Measures of Central Tendency – The Mode
As we saw in the previous two posts, the mean and the median are used for continuous data, depending on normalcy of course, and these give us a midpoint for describing our data set. The mode can also be used with continuous data, and would simply be the value that occurs most often in the data set. But how do we judge the midpoint of the data when that data is categorical? In truth, no measure of central tendency is appropriate for categorical data, because there won’t be a true “center”, either distance-wise or value-wise. Even so, the mode is still considered a measure of central tendency and is the preferred measure when the data is categorical (nominal or ordinal). Simply put, it is commonly used for identifying the category with the highest frequency.

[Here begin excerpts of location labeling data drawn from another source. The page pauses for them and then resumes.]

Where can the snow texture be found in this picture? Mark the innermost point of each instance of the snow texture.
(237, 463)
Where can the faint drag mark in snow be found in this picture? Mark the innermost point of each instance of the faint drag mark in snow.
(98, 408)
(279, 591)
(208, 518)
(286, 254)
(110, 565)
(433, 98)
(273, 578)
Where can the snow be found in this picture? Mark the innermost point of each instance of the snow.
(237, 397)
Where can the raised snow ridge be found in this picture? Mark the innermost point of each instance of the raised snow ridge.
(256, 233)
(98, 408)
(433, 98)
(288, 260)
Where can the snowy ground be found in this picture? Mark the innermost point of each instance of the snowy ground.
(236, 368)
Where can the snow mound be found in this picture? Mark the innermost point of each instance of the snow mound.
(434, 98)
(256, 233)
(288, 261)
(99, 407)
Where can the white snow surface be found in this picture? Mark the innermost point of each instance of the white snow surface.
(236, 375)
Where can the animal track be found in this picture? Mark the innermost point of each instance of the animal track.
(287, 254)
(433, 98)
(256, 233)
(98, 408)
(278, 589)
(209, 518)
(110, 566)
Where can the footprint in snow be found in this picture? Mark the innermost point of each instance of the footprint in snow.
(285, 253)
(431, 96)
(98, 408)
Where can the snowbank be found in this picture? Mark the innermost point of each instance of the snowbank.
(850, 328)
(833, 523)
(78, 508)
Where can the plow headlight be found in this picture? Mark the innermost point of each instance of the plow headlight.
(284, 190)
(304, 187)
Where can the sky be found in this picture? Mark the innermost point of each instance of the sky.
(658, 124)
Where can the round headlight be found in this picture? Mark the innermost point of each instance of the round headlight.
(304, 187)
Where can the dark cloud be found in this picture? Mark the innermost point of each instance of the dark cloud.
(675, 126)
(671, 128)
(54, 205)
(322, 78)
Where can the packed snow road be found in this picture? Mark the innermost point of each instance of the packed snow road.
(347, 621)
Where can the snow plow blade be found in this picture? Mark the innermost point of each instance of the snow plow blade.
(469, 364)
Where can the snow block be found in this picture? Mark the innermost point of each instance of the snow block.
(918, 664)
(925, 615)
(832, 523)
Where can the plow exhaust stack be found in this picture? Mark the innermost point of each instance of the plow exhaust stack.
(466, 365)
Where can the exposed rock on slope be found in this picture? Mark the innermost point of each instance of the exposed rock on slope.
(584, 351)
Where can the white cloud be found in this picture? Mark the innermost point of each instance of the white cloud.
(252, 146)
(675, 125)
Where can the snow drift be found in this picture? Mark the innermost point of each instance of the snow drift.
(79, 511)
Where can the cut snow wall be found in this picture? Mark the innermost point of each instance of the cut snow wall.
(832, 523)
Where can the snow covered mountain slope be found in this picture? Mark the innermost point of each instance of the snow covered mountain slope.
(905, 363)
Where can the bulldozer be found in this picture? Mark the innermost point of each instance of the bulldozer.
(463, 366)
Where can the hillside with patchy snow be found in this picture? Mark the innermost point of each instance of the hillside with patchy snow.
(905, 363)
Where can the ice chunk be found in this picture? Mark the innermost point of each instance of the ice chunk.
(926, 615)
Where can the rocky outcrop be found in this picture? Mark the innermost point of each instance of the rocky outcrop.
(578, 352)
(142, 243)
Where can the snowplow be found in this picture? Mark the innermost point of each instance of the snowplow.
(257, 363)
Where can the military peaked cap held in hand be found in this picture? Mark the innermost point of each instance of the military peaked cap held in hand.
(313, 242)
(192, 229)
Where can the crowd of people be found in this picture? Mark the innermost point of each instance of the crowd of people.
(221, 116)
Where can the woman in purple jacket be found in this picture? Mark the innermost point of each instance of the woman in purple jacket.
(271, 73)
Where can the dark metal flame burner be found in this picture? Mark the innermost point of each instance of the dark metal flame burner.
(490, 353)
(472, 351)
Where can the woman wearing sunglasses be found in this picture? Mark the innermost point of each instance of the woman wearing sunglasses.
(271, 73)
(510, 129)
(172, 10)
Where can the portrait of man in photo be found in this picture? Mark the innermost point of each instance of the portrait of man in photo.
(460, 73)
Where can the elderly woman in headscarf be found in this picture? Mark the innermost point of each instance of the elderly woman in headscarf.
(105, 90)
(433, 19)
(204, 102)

The mode is an interesting duck in that a data set can have two modes (called bimodal) or more than two modes (called multimodal). It can even have no mode at all. For example, what if the question is “Out of these four ice cream flavors, what is your favorite?” It’s certainly possible that two of these categories could have the same number of votes (i.e. the same frequency). In this case, we would have a bimodal distribution. If each of the four categories had the same frequency, there would be no mode at all since the very definition of mode is “most common”. Compared to the mean and median, this is a unique occurrence since it would be impossible to have multiple means or medians and equally impossible to have no mean or median.
In skewed distributions, the mean will be nearest the “tail”, with the mode in the tallest part of the curve, and the median will be somewhere between these two since it is the absolute middle of the data set.
All three measures of central tendency have their place in describing data, and in a perfectly normal distribution all three will be the same. If the data is not perfectly normal, but approximates normal (which is considered adequate for analyses that require normalcy), all three measures will be very similar. In fact, this is a pretty good way to determine if your data is normally distributed.